Direito à nomeação em Concursos públicos
Passei em um concurso público da prefeitura municipal aqui da minha cidade, e ainda não fui chamado para assumir. Gostaria de saber se posso me basear no mandado de segurança n°20.718 e exigir minha nomeação imediata ou não. Vale lembrar que eram 3 vagas previstas no edital, e dois candidatos já foram chamados. Por favor me ajudem.
Fui classificada como primeira excedente em um concurso público , o qual possui 3 vagas. Já chamaram os 3 aprovados dentro das vagas porém 2 desistiram. Será que tenho direito líquido e certo à nomeação? Uma vez que restam ainda 2 vagas a serem preeenchidas? O prazo de validade do concurso vai expirar em maio de 2009.
Leska, ` O edital é a lei do concurso. É bom examiná-lo no detalhe. Se ele formou o conceito de Cadastro de Reserva para os que se classificaram, como no seu caso, após o numero de vagas ofertadas. V sempre terá mera expectativa de direito. Não é porque os convocados anteriormente demitiram-se ou não foram firmados nas vagas que o Administrador Publico está obrigado a convocar o subsequente classificado. Apenas o Administrador publico não poderá convocar em desacordo com a ordem classificatória. Aí sim estaria assegurado direito à contratação... atendidos outros requisitos do Edital. E com base no "interesse público" o concurso pode ser congelado, anulado ou simplesmente não ter renovado a validade.
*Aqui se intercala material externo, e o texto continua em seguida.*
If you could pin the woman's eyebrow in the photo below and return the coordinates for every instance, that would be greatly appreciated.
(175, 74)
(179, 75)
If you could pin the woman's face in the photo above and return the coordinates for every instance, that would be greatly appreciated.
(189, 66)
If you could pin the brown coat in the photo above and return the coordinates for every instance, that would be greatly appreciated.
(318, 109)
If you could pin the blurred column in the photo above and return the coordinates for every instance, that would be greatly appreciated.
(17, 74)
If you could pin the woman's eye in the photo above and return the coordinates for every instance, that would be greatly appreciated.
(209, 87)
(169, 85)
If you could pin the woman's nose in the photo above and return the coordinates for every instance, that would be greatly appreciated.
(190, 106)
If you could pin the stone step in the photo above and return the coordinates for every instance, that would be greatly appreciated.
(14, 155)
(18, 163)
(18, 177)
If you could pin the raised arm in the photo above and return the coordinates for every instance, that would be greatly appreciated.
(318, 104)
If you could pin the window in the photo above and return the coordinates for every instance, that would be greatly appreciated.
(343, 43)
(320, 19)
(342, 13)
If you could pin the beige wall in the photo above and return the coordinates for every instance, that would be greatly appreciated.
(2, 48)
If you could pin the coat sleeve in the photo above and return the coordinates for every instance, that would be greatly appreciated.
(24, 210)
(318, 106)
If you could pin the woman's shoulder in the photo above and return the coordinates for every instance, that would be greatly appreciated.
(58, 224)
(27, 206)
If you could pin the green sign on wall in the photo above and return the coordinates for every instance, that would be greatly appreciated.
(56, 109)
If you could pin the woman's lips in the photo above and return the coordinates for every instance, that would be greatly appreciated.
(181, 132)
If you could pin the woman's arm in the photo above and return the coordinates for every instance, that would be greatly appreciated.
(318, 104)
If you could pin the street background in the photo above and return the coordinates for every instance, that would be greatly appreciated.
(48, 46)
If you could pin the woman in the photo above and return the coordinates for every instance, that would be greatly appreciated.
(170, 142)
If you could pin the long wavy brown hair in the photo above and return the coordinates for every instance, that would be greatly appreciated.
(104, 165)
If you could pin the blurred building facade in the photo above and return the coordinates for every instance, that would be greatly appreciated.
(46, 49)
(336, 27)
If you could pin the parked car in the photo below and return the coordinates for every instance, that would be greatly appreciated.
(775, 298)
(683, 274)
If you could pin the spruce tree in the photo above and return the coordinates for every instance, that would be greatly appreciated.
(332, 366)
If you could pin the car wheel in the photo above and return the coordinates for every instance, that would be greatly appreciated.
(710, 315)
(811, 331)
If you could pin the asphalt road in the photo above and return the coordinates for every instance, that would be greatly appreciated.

Walter Creio ser o caso no mínimo controverso.
Veja bem: se a administração de um determinado ente público emite um edital de convocação para, por exemplo, 100 vagas, já se tornou claro que existe a necessidade de serviço para 100 vagas. Além disso, também há recursos financeiros para efetuar 100 contratações. Na hipótese de alguns destes 100 desistirem e/ou se exonerarem, parece óbvio que a administração pública, a bem da moralidade, deverá recorrer ao banco de concursados aprovados. Diante de um banco de concursados de um concurso ainda vigente, parece esta a hipótese mais honesta.
Pela lógica seria como o José colocou... Porém há a questão da dinamica do "interesse publico"... Assim ante "mudança do quadro decisório" o administrador pode, em nome de salvaguarda do interesse publico, congelar, anular ou simplesmente não renovar a validade. Quiçá até mesmo demitir recem contratados, especialmente se no regime CLT.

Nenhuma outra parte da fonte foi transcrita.